Which brings us back to our initial question: can South Africa afford this extravaganza? The country has a considerable foreign debt which, for the moment, shows little sign of being under control - although the situation is stil far better than in, say, Greece. About half of the population has to live below the poverty line (defined at an income of $1.25 per day). Estimates of the actual percentage vary, because there are no reliable exact statistics, as many people living on the streets, in corrugated iron shacks or in cardboard boxes aren't registered anywhere. Official unemployment figures are over 25%, but here the same problem plays a role: literally countless people in South Africa do not appear anywhere in any official records whatsoever, so on paper they don't exist. Estimates of the actual unemployment rate vary from 40% to 60%. And not only black South Africans are affected - these days there are white shanty towns too, and they're not good. Other than that, South Africa has a record number of about 5.7 million people infected with HIV,
and while soccer fans have not been slaughtered by the dozen as some feared, the country is all but save and crime is a huge problem. The infrastructure (from roads and railways to the power grid and telecommunications) are in the process of collapsing.

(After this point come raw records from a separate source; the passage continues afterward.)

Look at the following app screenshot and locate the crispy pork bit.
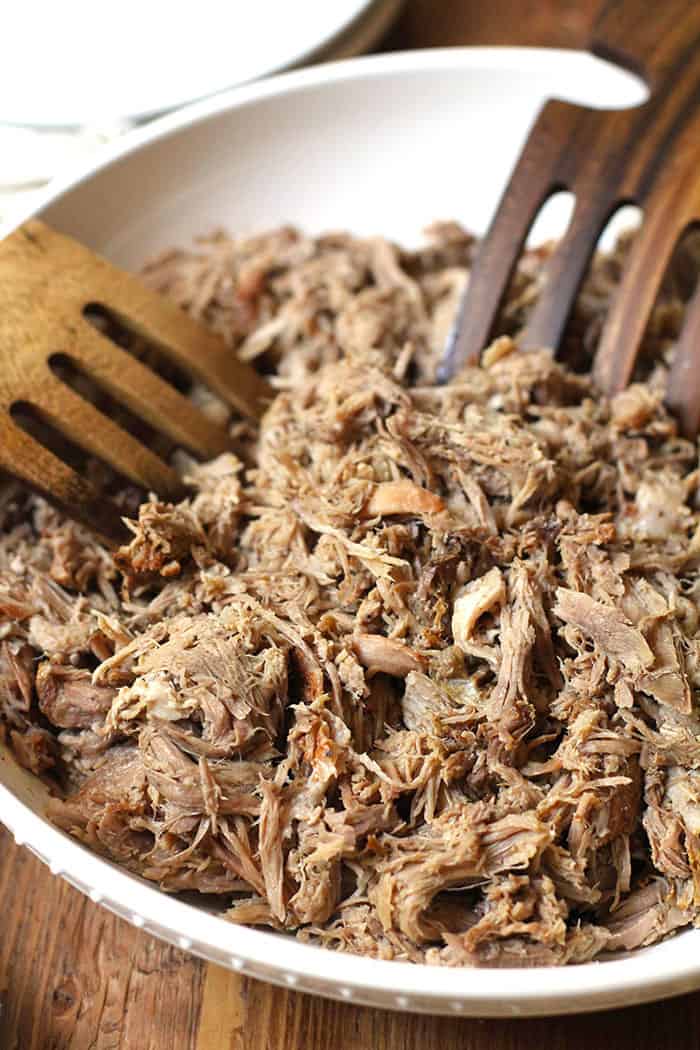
[0,224,700,967]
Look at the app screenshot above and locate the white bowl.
[0,48,700,1016]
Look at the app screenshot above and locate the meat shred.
[0,224,700,966]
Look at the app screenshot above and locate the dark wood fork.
[439,0,700,435]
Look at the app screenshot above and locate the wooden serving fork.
[0,221,272,539]
[439,0,700,436]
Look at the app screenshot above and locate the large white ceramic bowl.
[5,48,700,1016]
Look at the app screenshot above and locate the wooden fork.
[0,221,271,540]
[439,0,700,436]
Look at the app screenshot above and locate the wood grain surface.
[9,0,700,1050]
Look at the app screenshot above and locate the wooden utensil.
[439,0,700,435]
[0,221,271,539]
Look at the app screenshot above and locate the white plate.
[0,48,684,1016]
[0,0,397,127]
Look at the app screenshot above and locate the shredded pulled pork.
[0,224,700,966]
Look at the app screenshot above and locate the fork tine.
[28,373,184,498]
[19,219,272,420]
[86,259,272,420]
[666,285,700,438]
[518,193,613,353]
[67,319,231,459]
[0,417,129,543]
[593,164,700,395]
[438,102,566,382]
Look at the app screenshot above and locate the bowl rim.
[0,47,688,1016]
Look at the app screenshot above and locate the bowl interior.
[0,49,699,1014]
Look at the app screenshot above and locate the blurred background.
[0,0,600,224]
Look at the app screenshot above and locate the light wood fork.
[0,221,272,540]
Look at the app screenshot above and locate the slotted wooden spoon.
[439,0,700,436]
[0,221,272,540]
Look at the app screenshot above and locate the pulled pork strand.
[0,224,700,966]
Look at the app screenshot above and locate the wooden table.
[5,0,700,1050]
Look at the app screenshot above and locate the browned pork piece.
[0,224,700,966]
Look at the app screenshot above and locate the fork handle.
[589,0,700,93]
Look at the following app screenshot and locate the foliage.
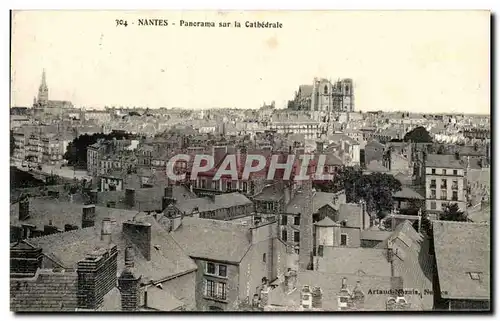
[315,167,401,213]
[64,131,132,167]
[10,130,15,156]
[403,126,432,143]
[439,203,467,222]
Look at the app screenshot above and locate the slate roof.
[313,192,339,213]
[175,193,252,214]
[268,270,400,311]
[10,269,78,312]
[28,213,196,281]
[314,247,391,276]
[314,216,339,227]
[171,217,251,263]
[10,197,143,230]
[375,221,434,310]
[339,203,362,228]
[392,187,425,200]
[425,154,465,169]
[433,221,491,300]
[366,159,389,173]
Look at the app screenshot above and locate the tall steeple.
[38,69,49,107]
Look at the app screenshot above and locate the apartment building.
[425,154,467,213]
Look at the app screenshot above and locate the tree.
[315,167,401,213]
[10,130,16,156]
[403,126,432,143]
[439,203,467,222]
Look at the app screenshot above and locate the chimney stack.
[123,221,151,261]
[19,197,30,221]
[312,286,323,309]
[101,218,112,244]
[82,205,96,228]
[77,245,118,310]
[125,188,135,207]
[118,247,141,311]
[285,268,297,293]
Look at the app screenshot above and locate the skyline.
[11,11,490,114]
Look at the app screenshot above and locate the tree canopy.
[315,167,401,214]
[403,126,432,143]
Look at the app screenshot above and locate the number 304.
[115,19,128,27]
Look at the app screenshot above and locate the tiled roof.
[171,217,251,263]
[433,221,491,300]
[425,154,465,169]
[28,214,196,281]
[10,269,78,312]
[375,221,434,310]
[314,247,391,276]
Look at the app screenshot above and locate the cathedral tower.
[38,69,49,107]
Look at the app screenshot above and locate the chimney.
[312,286,323,309]
[118,246,141,311]
[316,142,324,153]
[89,190,98,204]
[82,205,96,228]
[163,185,174,198]
[101,218,112,244]
[19,197,30,221]
[352,281,365,307]
[123,221,151,261]
[10,241,43,278]
[77,245,118,310]
[125,188,135,207]
[285,268,297,293]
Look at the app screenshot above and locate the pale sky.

So there is a lot that needs doing - important things; urgent things; things that South African citizens badly need. But during the past six years little has happened (except for the soccer venues and related visitor hot spots) because all attention and effords have gone to preparations for the soccer world cup. And there's no money left to do any of them now, either, because of the astronomical cost of hosting the games. And by now even the most naive have realized that the world cup is not going to bring in any money (recent estimates predict a loss of about 27 miljard Rand) and that the lasting economic benefits that the soccer world cup games were going to give us all is nothing but a fairy tale.